World Health Day

Victory for the Vulnerable




Every year the World Health Organization designates one specific day to highlight the health and well being of Earth’s citizens. The theme of this year’s designated health day, which falls on April 7th is simple: giving people access to healthcare without the prospect of financial hardship. Beyond any political considerations, it would be hard to argue with this noble goal. Good health and vibrant wellness should be the birthright of all human beings. Created in the image of God, humans were designed to be infinitely creative—to adapt, improvise, and overcome the stresses of life.


Now you may be thinking that it’s ironic to try to commemorate world health when currently all the countries and continents of the world (besides Antarctica) are busy trying to “flatten the curve” of new cases of the COVID 19 viral epidemic. But really, there is no better time to highlight the pillars of health than now. More than ever before, we need the truth about wellness, and we need simple solutions to get there. It shouldn’t cost a fortune to be well.


Where do we start? In the maelstrom of misinformation and the whirlwind of worry about Pandemics, eating saturated fat, going in the sun without sunscreen, whether or not to use hand sanitizer or whether or not to isolate or connect, the side effects of pharmaceutical meds, not being able to get our blood sugar or our blood pressure under control, the ever-present threat of cancer, and the hundreds of other concerns that we are bombarded with every day—how do we manage all this information and sort through it for the real and the true? Once we find that true path, how do we navigate it amid our busy and stressful lives? And how do we not go bankrupt trying to regain the health we once had? And how can impoverished countries hope for their citizens to be well?
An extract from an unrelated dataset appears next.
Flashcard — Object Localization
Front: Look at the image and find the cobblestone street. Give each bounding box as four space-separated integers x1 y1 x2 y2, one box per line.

I’m here to tell you there is hope! Living in a first world country doesn’t necessarily mean that we will be healthy. Nor does living without everyday luxuries mean that one will get sick. The question that is missing from most of the conversations about this virus—the question to which my mind keeps returning is this: Why are some people getting sick and others are not? If viruses like COVID-19 made everyone sick, wouldn’t we all be sick or dead? Those who succumb to this virus are less resilient overall. Perhaps they smoke (ingesting toxins daily), or perhaps they have other respiratory conditions. Perhaps they are advanced in age, but we are seeing more and more young adults between 29 and 54 dying from the complications that can arise from exposure. The question for me then becomes, “What must we do to become more resilient in the face of stress?”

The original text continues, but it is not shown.